A famous Lecturer and International Public Health Consultant at the University of West London, Dr Da Costa Aboagye has urged Ghanaians to have patience with the current administration because despite the depreciation of the cedi against other major foreign currencies , the economic fundamentals of the country remain strong, MyNewsGh.com reports.
Speaking exclusively to MyNewsGh.com on the cedi depreciation, Dr Aboagye narrated that despite a slight fall in the cedi against the US dollar, and other international currencies, the economic fundamentals remain strong under President Nana Addo Dankwa Akufo Addo compared to the previous government.
According to Dr Aboagye, the government is doing extremely well on macroeconomic indicators because after two years of slothful growth from 2014 to 2016, real GDP growth recovered to 8.5% in 2017 and was estimated to be 6.2% in 2018, driven mainly by the oil sector.
He noted that the economic or fiscal account deficit expanded marginally, from 5.9% in 2017 to about 5.7% in 2018, as did the current account deficit, from 4.5% in 2017 to around 4.4% in 2018.

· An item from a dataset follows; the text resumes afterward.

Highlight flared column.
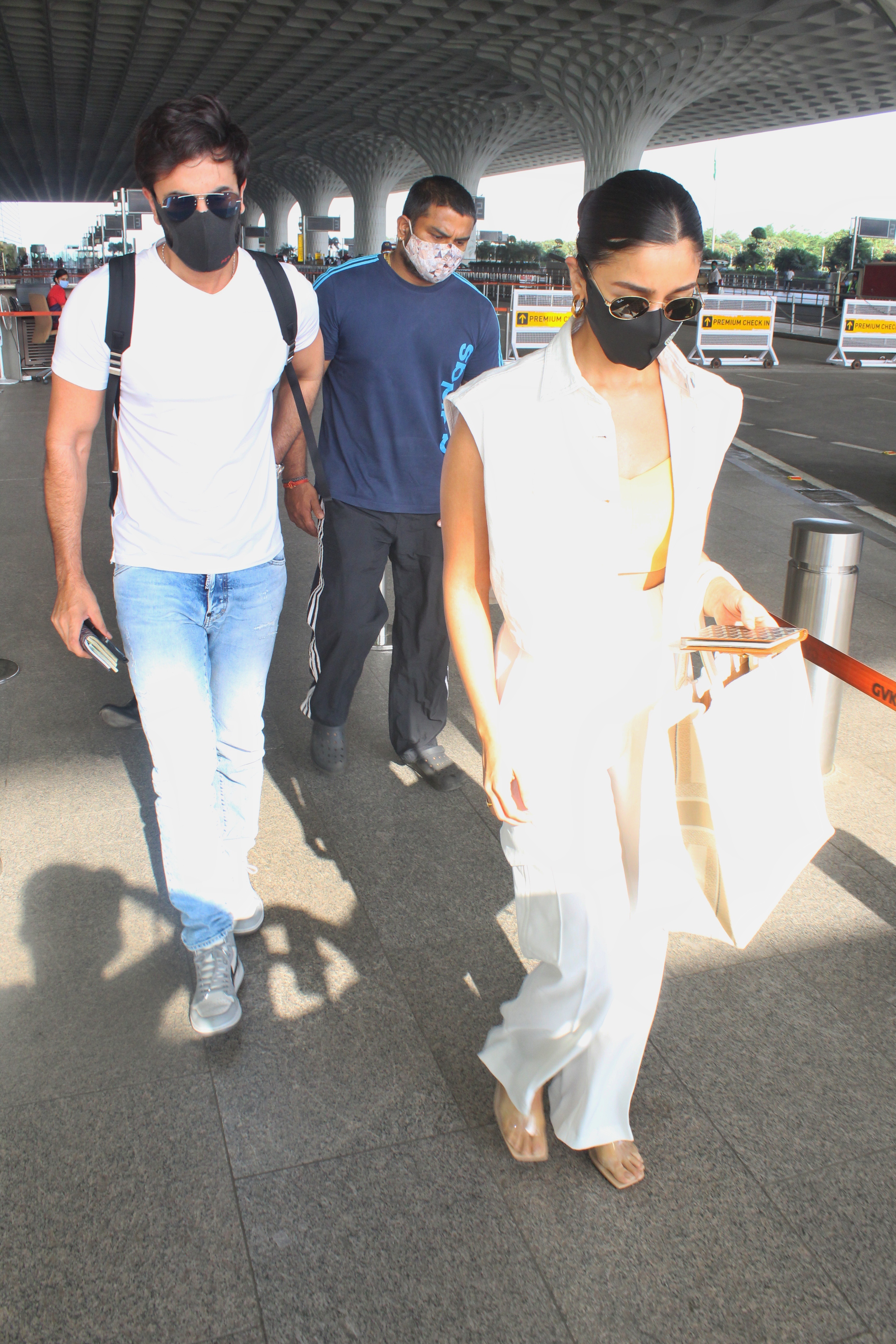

“These positive signs impacted on inflation to decline into a single digit, at 9.8%, and average lending interest rates to reduce by 4.71 percentage points to 16.23% towards the end of 2018”. He stated.
Dr Aboagye analyzed that the Ghanaian cedi stabilized against major currencies, except for a slight depreciation against the US dollar in the second quarter of 2018. In September 2018 for example, Ghana rebased its GDP from 2006 to 2013. The rebased GDP was 24.6% greater than the previous 2017 GDP and private consumption increased by 6.2% of GDP in 2018. He explained.
“The economy is estimated to grow by 7.3% in 2019 but this requires difficult and strategic choices by government because despite the positive outlook, Dr Aboagye indicated that Ghana faces possible national and global headwinds.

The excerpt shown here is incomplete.